1993 children's novel by Michael Foreman

War Game is a children's novel about World War I written and illustrated by Michael Foreman and published by Pavilion in 1993. It features four young English soldiers and includes football with German soldiers during the Christmas truce, "temporary relief from the brutal and seemingly endless struggle in the trenches".

War Game won the 1993 Nestlé Children's Book Prize in ages category 6–8 years and overall. Foreman was a commended runner up for the annual Greenaway Medal from the Library Association, recognising the best children's book illustration by a British subject.

== Summary ==
Will, Freddie, Billy, and Lacey are our young friends eager for "the grand adventure" of old-fashioned war. The story follows them through training in England, arrival in France and the trenches, the famous 1914 Christmas truce, and the Battle of the Somme. At key points in the story, the author includes historical information on particular events of the war.
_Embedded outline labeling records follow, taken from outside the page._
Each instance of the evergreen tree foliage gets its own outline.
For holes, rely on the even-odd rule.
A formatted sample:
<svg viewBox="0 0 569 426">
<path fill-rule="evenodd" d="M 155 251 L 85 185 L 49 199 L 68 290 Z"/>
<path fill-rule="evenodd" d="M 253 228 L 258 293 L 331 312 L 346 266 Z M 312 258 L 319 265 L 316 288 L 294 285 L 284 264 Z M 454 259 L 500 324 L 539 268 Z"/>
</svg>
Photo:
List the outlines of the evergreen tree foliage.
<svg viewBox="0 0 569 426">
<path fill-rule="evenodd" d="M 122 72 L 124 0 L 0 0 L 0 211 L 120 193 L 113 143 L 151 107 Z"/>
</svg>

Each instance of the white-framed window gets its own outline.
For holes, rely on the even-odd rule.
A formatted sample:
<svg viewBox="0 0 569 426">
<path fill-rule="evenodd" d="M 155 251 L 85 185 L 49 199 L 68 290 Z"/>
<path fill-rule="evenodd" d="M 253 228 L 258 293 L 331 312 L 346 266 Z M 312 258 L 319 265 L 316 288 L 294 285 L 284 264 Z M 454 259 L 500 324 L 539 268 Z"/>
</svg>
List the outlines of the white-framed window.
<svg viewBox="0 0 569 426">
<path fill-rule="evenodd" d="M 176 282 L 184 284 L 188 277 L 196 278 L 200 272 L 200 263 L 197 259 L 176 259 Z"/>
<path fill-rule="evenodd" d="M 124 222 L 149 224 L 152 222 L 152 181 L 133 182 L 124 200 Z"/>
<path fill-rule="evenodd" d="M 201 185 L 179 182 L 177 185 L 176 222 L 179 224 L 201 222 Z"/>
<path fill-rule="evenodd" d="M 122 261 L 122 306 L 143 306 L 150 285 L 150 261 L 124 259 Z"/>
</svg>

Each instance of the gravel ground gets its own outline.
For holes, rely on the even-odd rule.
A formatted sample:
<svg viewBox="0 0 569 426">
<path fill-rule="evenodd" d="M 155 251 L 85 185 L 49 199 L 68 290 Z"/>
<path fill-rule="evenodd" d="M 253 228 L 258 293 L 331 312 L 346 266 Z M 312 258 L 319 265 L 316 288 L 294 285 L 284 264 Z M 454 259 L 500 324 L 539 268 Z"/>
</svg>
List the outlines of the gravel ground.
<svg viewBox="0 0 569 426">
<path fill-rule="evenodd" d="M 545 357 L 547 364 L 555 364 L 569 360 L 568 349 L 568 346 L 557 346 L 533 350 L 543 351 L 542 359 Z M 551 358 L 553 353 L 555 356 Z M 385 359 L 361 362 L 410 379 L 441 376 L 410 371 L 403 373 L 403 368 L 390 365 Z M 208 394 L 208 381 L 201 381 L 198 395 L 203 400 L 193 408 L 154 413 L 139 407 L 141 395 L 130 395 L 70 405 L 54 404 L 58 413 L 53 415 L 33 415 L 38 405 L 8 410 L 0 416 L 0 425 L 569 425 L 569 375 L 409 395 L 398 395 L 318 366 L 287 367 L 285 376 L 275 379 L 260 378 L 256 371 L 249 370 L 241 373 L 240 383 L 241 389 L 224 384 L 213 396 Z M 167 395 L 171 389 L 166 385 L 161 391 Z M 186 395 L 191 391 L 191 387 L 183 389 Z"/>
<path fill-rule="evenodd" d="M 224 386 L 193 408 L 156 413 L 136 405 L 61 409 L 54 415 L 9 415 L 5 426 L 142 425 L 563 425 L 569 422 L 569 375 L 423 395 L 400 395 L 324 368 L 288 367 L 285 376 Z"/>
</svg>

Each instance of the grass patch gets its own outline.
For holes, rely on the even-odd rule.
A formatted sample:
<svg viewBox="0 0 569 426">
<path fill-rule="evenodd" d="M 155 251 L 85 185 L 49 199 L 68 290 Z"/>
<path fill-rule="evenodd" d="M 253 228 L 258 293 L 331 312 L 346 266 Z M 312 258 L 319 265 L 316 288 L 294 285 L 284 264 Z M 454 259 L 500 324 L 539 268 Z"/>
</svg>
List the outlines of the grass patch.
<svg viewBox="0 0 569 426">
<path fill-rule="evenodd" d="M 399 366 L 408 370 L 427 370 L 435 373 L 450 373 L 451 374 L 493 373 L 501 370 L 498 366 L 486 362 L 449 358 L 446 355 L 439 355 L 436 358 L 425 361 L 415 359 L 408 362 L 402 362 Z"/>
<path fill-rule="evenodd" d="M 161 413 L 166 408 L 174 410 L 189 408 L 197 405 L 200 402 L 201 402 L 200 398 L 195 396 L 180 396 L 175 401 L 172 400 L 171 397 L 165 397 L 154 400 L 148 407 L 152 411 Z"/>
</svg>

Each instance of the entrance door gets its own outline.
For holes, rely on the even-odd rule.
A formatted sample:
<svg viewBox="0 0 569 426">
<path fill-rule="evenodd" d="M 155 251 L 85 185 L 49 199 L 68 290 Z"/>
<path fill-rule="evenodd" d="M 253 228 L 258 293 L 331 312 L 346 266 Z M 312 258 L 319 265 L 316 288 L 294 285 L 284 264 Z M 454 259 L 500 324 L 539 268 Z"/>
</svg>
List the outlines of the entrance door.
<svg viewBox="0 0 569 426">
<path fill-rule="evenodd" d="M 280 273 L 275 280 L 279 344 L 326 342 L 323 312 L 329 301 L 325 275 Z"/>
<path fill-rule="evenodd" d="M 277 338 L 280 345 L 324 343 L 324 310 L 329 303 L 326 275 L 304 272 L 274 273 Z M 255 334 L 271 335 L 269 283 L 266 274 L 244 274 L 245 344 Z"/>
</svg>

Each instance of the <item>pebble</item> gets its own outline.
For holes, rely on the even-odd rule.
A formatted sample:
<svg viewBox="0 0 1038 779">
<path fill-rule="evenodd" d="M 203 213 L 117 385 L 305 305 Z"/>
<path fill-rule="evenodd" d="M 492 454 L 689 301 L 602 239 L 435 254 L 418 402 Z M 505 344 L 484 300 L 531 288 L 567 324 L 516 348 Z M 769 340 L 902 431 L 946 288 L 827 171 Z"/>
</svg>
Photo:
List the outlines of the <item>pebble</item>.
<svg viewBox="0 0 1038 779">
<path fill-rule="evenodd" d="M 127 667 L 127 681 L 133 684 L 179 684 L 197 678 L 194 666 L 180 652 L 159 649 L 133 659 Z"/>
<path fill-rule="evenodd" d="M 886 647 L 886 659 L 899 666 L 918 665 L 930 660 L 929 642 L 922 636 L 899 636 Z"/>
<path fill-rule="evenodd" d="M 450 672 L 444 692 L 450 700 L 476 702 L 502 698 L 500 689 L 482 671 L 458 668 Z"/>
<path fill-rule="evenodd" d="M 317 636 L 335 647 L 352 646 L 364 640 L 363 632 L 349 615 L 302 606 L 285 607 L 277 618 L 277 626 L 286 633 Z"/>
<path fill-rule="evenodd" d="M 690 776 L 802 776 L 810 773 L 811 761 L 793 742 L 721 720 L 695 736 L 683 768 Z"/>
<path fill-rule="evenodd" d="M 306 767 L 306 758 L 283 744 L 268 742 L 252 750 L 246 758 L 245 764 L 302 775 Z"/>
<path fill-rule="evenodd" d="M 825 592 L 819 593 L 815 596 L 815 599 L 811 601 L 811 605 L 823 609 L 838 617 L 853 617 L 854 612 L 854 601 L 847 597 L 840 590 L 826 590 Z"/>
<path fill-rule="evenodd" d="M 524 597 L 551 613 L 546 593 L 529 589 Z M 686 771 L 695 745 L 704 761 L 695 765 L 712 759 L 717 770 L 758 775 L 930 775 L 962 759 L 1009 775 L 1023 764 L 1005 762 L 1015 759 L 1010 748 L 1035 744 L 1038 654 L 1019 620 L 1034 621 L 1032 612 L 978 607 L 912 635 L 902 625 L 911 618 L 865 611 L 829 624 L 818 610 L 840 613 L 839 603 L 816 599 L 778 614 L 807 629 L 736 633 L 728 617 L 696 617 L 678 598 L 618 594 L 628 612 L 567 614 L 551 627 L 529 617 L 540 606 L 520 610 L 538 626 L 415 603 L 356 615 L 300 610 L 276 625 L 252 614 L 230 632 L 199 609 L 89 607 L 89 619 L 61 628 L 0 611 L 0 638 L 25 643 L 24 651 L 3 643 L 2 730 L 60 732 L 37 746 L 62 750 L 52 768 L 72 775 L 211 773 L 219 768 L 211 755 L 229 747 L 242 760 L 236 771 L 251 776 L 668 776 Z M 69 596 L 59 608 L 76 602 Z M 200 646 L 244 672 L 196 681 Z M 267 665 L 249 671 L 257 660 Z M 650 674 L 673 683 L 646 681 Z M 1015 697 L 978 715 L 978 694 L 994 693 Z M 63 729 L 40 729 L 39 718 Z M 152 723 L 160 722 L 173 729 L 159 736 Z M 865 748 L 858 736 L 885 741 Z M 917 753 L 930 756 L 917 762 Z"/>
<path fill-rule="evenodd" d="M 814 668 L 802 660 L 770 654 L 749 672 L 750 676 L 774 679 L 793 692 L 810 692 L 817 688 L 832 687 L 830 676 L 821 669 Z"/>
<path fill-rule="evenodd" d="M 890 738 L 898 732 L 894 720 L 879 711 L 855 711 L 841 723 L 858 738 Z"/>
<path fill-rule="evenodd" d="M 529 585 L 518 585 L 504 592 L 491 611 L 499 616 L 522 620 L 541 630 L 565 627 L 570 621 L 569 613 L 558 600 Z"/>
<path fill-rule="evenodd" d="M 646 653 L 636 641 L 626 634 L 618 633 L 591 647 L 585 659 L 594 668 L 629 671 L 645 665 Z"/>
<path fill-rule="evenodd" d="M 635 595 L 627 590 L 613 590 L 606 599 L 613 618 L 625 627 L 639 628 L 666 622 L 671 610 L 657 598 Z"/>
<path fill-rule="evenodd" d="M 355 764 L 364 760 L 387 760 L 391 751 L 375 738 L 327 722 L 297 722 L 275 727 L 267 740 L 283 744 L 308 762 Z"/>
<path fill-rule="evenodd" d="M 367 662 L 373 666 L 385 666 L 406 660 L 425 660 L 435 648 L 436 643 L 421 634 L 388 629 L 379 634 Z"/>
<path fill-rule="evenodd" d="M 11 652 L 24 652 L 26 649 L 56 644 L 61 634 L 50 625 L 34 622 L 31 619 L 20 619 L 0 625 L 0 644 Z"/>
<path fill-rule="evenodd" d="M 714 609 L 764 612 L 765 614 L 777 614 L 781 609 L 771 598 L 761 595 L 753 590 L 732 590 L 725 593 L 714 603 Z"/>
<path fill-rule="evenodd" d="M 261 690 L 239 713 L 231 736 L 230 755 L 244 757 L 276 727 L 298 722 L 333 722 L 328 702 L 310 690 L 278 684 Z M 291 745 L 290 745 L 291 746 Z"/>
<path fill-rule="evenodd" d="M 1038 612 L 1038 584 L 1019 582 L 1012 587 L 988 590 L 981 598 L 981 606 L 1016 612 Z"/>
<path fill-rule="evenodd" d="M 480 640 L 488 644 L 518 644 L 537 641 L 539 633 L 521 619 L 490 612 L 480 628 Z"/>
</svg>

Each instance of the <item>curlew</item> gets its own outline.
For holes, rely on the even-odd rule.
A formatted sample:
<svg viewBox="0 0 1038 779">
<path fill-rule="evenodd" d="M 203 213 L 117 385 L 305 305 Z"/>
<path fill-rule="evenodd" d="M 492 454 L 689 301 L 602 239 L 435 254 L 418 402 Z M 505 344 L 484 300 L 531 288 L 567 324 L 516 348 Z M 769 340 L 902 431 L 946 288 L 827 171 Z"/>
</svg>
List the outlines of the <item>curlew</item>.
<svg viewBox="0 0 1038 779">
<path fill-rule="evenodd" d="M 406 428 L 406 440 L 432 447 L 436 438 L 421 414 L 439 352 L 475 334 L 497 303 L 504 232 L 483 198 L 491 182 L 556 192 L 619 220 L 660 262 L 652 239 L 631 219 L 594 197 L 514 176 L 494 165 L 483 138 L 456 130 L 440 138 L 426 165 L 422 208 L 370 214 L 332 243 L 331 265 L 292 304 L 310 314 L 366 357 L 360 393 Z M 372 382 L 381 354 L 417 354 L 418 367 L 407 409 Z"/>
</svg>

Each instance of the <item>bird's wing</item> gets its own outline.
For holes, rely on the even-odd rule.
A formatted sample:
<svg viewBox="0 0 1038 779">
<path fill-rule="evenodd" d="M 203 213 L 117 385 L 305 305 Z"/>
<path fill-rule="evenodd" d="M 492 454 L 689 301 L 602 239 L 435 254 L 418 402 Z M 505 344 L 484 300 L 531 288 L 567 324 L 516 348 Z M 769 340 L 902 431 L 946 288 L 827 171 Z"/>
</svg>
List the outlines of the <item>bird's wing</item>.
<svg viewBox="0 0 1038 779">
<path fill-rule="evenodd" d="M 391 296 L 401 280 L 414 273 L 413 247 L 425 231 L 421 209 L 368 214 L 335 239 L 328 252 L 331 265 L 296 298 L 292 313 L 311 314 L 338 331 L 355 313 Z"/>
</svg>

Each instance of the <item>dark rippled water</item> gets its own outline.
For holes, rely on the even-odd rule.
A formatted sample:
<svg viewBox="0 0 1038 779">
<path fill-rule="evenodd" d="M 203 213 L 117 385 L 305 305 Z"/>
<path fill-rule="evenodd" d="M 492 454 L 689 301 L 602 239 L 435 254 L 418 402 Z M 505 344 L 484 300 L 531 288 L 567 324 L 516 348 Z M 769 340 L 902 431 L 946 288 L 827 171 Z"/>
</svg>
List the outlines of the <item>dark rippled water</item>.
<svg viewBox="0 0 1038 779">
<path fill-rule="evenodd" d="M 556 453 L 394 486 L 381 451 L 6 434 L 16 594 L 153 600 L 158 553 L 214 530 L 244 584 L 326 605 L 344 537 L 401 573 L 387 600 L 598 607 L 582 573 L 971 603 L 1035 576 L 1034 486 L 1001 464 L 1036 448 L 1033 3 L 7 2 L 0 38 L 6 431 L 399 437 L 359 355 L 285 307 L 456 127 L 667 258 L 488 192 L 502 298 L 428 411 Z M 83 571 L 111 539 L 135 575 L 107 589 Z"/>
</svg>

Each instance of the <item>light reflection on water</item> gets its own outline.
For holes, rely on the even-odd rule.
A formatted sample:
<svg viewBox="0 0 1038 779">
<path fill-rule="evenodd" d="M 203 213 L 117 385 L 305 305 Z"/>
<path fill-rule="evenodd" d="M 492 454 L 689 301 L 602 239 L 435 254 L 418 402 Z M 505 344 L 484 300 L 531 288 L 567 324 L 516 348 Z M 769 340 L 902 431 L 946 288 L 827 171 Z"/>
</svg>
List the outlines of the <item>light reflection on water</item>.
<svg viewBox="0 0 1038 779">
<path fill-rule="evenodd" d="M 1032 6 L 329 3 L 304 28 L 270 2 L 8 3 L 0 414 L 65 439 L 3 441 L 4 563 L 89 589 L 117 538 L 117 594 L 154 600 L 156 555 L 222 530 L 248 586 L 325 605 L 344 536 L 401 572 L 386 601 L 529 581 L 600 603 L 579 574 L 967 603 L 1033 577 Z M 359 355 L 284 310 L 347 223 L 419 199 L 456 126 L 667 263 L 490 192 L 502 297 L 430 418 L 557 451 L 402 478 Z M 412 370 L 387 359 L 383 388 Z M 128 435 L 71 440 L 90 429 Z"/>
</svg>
The main characters are named after and based on Foreman's uncles who were killed in the war at ages 18 to 24. He was born about twenty years later in 1938.

== Adaptations==
In 2002, the book was adapted as a short animated film by the same name by the British animation company Illuminated Films.

In 2014, War Game was adapted for theatre by Toby Hulse as a one-man show, which was performed by actor Robin Cummings at the Bristol Old Vic for a 12-day run in November of that year. The production received positive critical reviews.